Making changes safely to an application like Jenkins is incredibly tricky. Jenkins is distributed to hundreds of thousands of independently owned and operated servers and is used in a myriad of ways. Our changes with the best intentions, can still result in confounding bugs and errors for users with different configurations, or different combinations of plugins. Over on the Jenkins project blog, Daniel wrote about the first use of “telemetry” by Jenkins core, a project on which we collaborated. I ended up building the backend service for receiving this telemetry, Uplink, and I hope it paves the way for making smarter changes across Jenkins core in the future.
Many developers within the Jenkins community know about the Jenkins Enhancement Proposal, but few will know each proposal by number except for JEP-200. While JEP-200 described an important security design improvement, its rollout to the Jenkins userbase left a large number of problems in its wake. We simply didn’t know enough about how plugins were using some features and how they might break.
The SECURITY
ticket which inspired this telemetry-oriented approach was
another one of those tickets everybody seems to know only by its number. The
problem was, as Daniel describes in his blog post:
Jenkins uses the Stapler web framework for HTTP request handling. Stapler’s basic premise is that it uses reflective access to code elements matching its naming conventions. [..] As these naming conventions closely match common code patterns in Java, accessing crafted URLs could invoke methods never intended to be invoked this way. [..] We identified a number of URLs that could be abused to access otherwise inaccessible jobs, or even invoke internal methods in the web application server to invalidate all sessions.
Some ideas for fixing the problem had been discussed over many months, but we kept getting stuck on one big detail: how can we possibly make a major change without causing a major breakage, like we had inadvertently done with JEP-200. The exact chronology I do not recall, but I believe that I eventually convinced Daniel that we could cheaply and easily stand up a telemetry service. One which would allow Jenkins instances to give the security team the answers they needed to move forward with a fix. In doing so, I volunteered to write and deploy the backend service (Uplink) which would receive the data.
The entirety of the telemetry system is described in JEP-214, but I want to highlight some specific characteristics of the system.
Privacy is an important trait to both Daniel and I, and we designed this telemetry system with that in mind. In Jenkins core, telemetry is captured and sent as part of “trials.” These trials must have a pre-defined start and end date, which ensures that the Jenkins project stops collecting data after a certain point in time. The trials are supposed to answer questions which drive decision making, not provide behavioral or user-analytics. Instances which opt-out of reporting anonymous usage statistics, naturally will not report telemetry either.

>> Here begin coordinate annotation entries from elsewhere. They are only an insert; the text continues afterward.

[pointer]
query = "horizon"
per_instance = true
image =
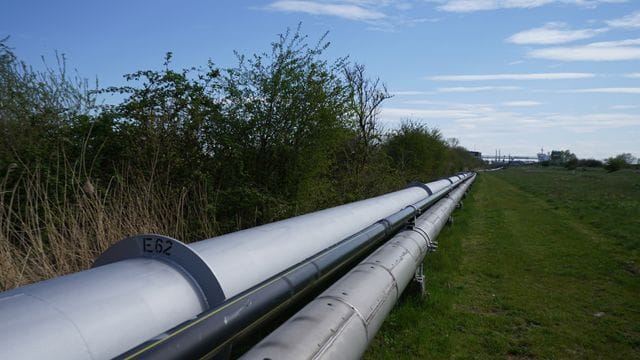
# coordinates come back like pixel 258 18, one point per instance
pixel 497 75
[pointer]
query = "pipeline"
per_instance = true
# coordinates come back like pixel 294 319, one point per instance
pixel 147 284
pixel 340 323
pixel 213 331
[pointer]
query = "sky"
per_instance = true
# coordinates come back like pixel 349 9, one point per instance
pixel 513 75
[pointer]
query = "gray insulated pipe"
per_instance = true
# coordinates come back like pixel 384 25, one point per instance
pixel 147 284
pixel 340 322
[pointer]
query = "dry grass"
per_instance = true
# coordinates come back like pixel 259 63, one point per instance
pixel 55 224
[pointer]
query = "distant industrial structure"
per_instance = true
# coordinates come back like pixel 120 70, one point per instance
pixel 542 156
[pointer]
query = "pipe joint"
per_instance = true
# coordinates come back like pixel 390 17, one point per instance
pixel 174 252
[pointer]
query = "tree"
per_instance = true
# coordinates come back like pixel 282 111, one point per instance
pixel 417 151
pixel 365 97
pixel 37 108
pixel 164 121
pixel 285 111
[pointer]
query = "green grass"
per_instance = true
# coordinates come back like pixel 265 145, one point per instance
pixel 541 263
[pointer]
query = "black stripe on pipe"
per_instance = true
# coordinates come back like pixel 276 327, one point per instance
pixel 213 331
pixel 419 184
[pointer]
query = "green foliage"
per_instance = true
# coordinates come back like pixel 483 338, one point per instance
pixel 282 133
pixel 417 151
pixel 615 163
pixel 285 110
pixel 590 163
pixel 37 108
pixel 164 124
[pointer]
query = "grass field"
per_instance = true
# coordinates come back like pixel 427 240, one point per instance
pixel 541 263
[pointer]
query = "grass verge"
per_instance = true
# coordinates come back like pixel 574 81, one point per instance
pixel 523 275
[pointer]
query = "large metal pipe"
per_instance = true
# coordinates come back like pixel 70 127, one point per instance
pixel 340 323
pixel 147 284
pixel 214 330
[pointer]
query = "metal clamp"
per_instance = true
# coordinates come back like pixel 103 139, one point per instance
pixel 172 251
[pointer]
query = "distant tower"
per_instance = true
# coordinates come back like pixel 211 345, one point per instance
pixel 542 156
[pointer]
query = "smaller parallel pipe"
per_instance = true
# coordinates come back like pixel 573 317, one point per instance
pixel 340 323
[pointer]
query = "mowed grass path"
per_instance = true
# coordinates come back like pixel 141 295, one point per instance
pixel 519 276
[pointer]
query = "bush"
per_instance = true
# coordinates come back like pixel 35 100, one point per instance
pixel 615 164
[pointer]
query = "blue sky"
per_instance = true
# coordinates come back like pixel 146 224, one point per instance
pixel 515 75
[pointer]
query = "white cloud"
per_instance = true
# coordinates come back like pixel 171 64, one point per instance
pixel 465 6
pixel 410 93
pixel 347 11
pixel 552 33
pixel 521 103
pixel 600 51
pixel 492 77
pixel 610 90
pixel 629 21
pixel 470 89
pixel 625 107
pixel 619 43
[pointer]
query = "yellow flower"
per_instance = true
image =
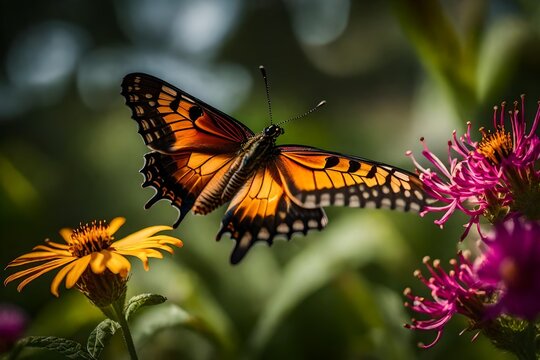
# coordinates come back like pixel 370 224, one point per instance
pixel 91 260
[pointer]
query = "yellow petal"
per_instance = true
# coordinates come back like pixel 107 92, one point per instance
pixel 140 235
pixel 115 224
pixel 35 257
pixel 59 277
pixel 66 234
pixel 98 262
pixel 56 245
pixel 52 248
pixel 39 269
pixel 166 239
pixel 79 267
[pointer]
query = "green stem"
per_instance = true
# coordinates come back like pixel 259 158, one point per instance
pixel 118 307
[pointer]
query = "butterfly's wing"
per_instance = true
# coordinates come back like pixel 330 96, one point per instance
pixel 287 194
pixel 322 178
pixel 170 120
pixel 182 176
pixel 262 209
pixel 193 142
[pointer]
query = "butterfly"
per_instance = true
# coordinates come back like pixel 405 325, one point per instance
pixel 202 158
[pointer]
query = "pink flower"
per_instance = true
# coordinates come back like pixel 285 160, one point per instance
pixel 455 292
pixel 511 265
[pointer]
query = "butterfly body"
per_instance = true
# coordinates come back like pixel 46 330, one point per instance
pixel 202 158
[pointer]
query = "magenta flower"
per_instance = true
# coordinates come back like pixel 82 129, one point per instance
pixel 492 178
pixel 455 292
pixel 511 264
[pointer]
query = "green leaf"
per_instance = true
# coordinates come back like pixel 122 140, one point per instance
pixel 69 348
pixel 138 301
pixel 100 335
pixel 157 319
pixel 343 247
pixel 451 61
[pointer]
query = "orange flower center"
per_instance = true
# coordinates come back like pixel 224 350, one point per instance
pixel 495 146
pixel 90 238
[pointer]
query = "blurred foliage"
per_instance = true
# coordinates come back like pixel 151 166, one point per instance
pixel 390 71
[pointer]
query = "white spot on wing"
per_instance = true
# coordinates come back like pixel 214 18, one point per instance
pixel 246 239
pixel 325 199
pixel 298 225
pixel 283 228
pixel 310 200
pixel 400 203
pixel 370 205
pixel 313 224
pixel 263 234
pixel 415 207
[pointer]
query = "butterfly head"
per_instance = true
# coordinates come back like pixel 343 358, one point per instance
pixel 273 131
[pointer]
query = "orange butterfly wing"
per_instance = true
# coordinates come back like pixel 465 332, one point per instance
pixel 170 120
pixel 316 178
pixel 193 142
pixel 286 196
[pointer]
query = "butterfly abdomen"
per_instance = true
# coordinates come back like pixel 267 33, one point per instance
pixel 255 152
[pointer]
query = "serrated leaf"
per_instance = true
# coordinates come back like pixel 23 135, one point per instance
pixel 69 348
pixel 100 335
pixel 138 301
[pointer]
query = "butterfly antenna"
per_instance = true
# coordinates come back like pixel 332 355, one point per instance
pixel 267 88
pixel 323 102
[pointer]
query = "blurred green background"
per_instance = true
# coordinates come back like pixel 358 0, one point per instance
pixel 390 71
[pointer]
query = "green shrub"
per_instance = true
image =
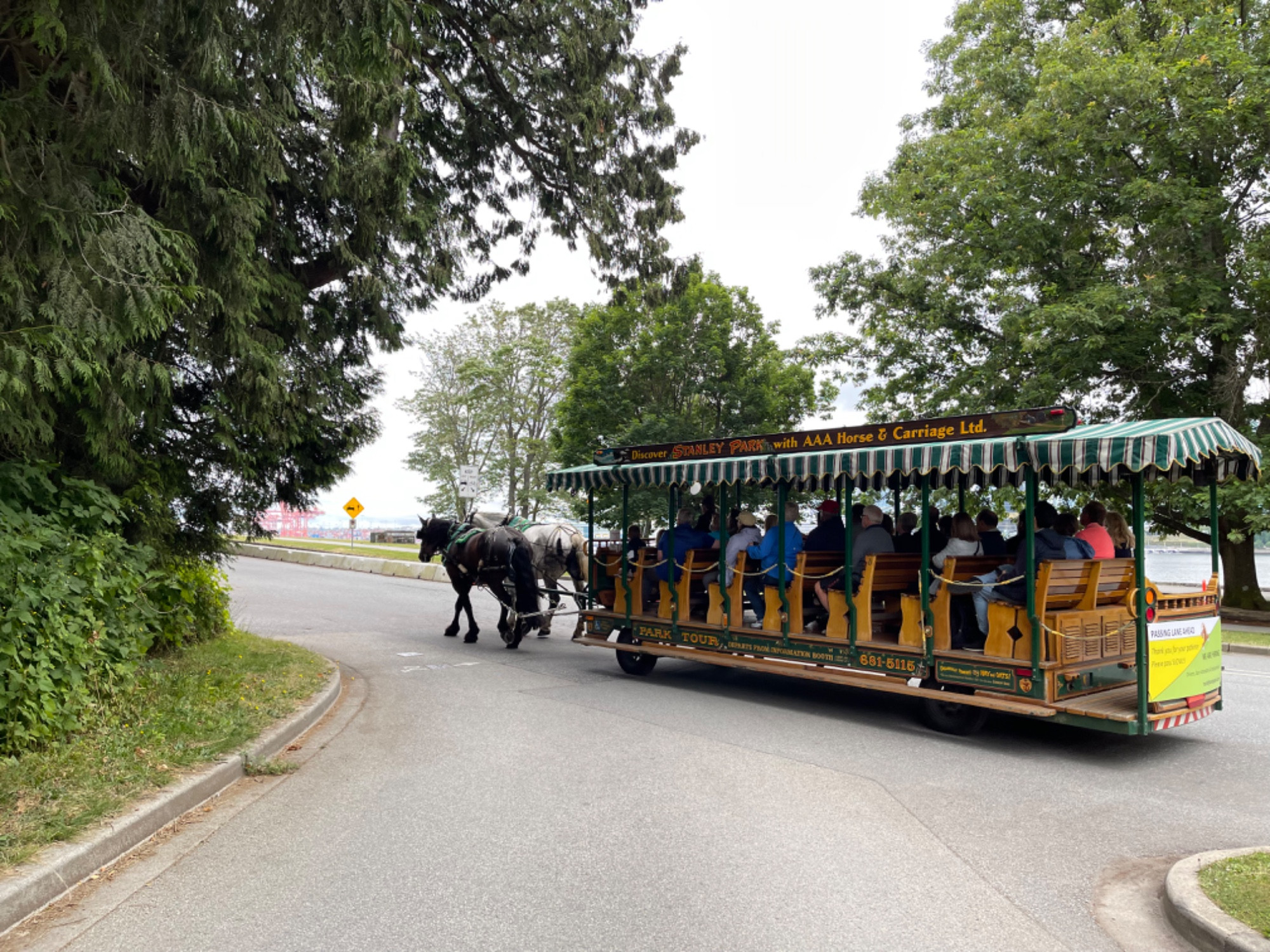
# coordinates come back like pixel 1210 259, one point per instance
pixel 79 605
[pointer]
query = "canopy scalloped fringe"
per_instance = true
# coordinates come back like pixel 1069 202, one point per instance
pixel 1103 454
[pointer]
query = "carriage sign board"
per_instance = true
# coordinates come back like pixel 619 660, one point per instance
pixel 949 430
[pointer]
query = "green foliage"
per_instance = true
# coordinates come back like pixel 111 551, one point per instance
pixel 487 398
pixel 182 710
pixel 1241 887
pixel 697 362
pixel 213 214
pixel 1079 218
pixel 79 606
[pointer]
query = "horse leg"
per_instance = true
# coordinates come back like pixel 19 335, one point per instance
pixel 472 621
pixel 459 605
pixel 549 583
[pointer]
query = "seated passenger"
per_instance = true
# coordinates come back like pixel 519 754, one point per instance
pixel 990 536
pixel 1076 548
pixel 939 539
pixel 685 539
pixel 766 553
pixel 830 535
pixel 1122 536
pixel 906 538
pixel 1048 548
pixel 1094 517
pixel 965 543
pixel 872 540
pixel 746 535
pixel 634 543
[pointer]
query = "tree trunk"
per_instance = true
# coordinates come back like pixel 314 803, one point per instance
pixel 1240 586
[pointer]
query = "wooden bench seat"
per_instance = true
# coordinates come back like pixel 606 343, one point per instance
pixel 965 569
pixel 886 578
pixel 1084 606
pixel 799 588
pixel 697 563
pixel 736 595
pixel 643 563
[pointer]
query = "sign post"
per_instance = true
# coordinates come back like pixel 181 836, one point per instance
pixel 469 484
pixel 354 508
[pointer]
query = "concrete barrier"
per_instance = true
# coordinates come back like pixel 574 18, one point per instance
pixel 393 568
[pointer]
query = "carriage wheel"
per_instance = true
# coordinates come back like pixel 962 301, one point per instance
pixel 949 717
pixel 632 662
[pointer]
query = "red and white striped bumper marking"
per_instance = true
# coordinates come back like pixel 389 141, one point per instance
pixel 1179 720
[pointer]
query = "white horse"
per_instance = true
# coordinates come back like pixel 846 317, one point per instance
pixel 559 550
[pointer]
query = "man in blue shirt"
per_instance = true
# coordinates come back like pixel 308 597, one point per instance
pixel 766 553
pixel 685 539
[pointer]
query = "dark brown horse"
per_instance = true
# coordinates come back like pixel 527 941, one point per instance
pixel 498 559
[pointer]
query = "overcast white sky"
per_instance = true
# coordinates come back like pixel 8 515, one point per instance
pixel 796 103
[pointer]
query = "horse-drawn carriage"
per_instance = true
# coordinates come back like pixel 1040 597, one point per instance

Inside of the payloads sent to Uplink, we send an instance ID. The instance ID allows us to de-duplicate, or observe how data changes within a given trial. For additional privacy, we enhanced this system to generate a different instance ID for each trial, preventing the ability to correlate behavior of a single instance across different trials. I will also note that this enhancement was added after telemetry had been initially released, but we went back after the fact and transformed the instance IDs already in the database to apply our privacy principles evenly.
On the server-side we have designed Uplink to make it easy to delete data.
None our trials are old enough yet to warrant it, but since instances stop
sending data at a certain point, we can truncate tables once we’re finished
implementing the fix which inspired the trial. Uplink also restricts access to
telemetry data to a very select group of people. Since this data could be
valuable for a developer working to improve Jenkins, Uplink allows for
trial-based access control. Should a developer create a new
scripted-noncps-pipeline-usage
trial, we would be able to grant that
developer access to only those events in the Uplink dashboard.
As an aside, I should mention that Uplink is the second Feathers JS service which I have developed. The backend for Jenkins Evergreen being the first. The framework has been enjoyable to use, and I would recommend it for building simple little Node-based microservices.
For just about any piece of software, without information about how the software runs in a real user’s environment, it can be tricky to deliver changes safely. Many people are familiar with this requirement for web applications they own and control, but those distributing software don’t tend to apply the same principles of monitoring and continuous feedback. Adding feedback mechanisms to software running on a user’s machine can be done, but must be done in a way that strives to protect their privacy and allows them to disable it entirely.
With the Jenkins Telemetry system, and the Uplink backend service, I am particularly proud of how we have balanced these concerns while enabling developers to build a better Jenkins!